# Clustering Algorithms for Topic Modeling

### Objective
Apply LDA and K-Means to group similar documents and discover topics from text data.

### 1. Import Libraries

In [None]:

import numpy as np
import pandas as pd
from sklearn.datasets import fetch_20newsgroups
from sklearn.feature_extraction.text import CountVectorizer, TfidfVectorizer
from sklearn.decomposition import LatentDirichletAllocation
from sklearn.cluster import KMeans
import nltk
import re
from nltk.corpus import stopwords
from nltk.stem import WordNetLemmatizer
nltk.download('stopwords')
nltk.download('wordnet')
nltk.download('omw-1.4')


### 2. Load and Preprocess Dataset

In [None]:

# Load dataset
newsgroups = fetch_20newsgroups(subset='all', remove=('headers', 'footers', 'quotes'))
documents = newsgroups.data[:1000]  # Use a subset for performance

# Preprocessing function
def preprocess(text):
    text = text.lower()
    text = re.sub(r'\W+', ' ', text)
    tokens = text.split()
    tokens = [w for w in tokens if w not in stopwords.words('english')]
    lemmatizer = WordNetLemmatizer()
    tokens = [lemmatizer.lemmatize(w) for w in tokens]
    return ' '.join(tokens)

documents = [preprocess(doc) for doc in documents]


### 3. LDA Topic Modeling

In [None]:

vectorizer_lda = CountVectorizer(max_df=0.9, min_df=2, stop_words='english')
doc_term_matrix = vectorizer_lda.fit_transform(documents)

lda = LatentDirichletAllocation(n_components=5, random_state=42)
lda.fit(doc_term_matrix)

# Display topics
for idx, topic in enumerate(lda.components_):
    print(f"\nTopic #{idx + 1}:")
    print([vectorizer_lda.get_feature_names_out()[i] for i in topic.argsort()[-10:]])


### 4. K-Means Clustering

In [None]:

vectorizer_kmeans = TfidfVectorizer(stop_words='english')
X = vectorizer_kmeans.fit_transform(documents)

kmeans = KMeans(n_clusters=5, random_state=42)
kmeans.fit(X)

order_centroids = kmeans.cluster_centers_.argsort()[:, ::-1]
terms = vectorizer_kmeans.get_feature_names_out()

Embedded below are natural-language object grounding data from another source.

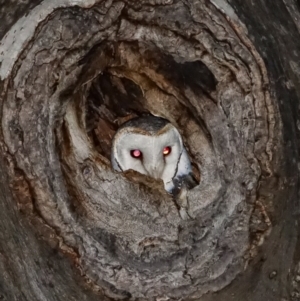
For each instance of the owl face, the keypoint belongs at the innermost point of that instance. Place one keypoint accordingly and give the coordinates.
(154, 150)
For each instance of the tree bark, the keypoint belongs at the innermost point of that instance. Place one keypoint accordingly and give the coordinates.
(226, 74)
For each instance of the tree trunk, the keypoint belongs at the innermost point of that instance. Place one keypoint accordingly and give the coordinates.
(226, 74)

# Display cluster keywords
for i in range(5):
    print(f"\nCluster #{i + 1}:")
    print([terms[ind] for ind in order_centroids[i, :10]])


### 5. Conclusion


- **LDA** provides interpretable topics from documents.

- **K-Means** clusters documents based on feature similarity.

- Both techniques are valuable for understanding large text corpora.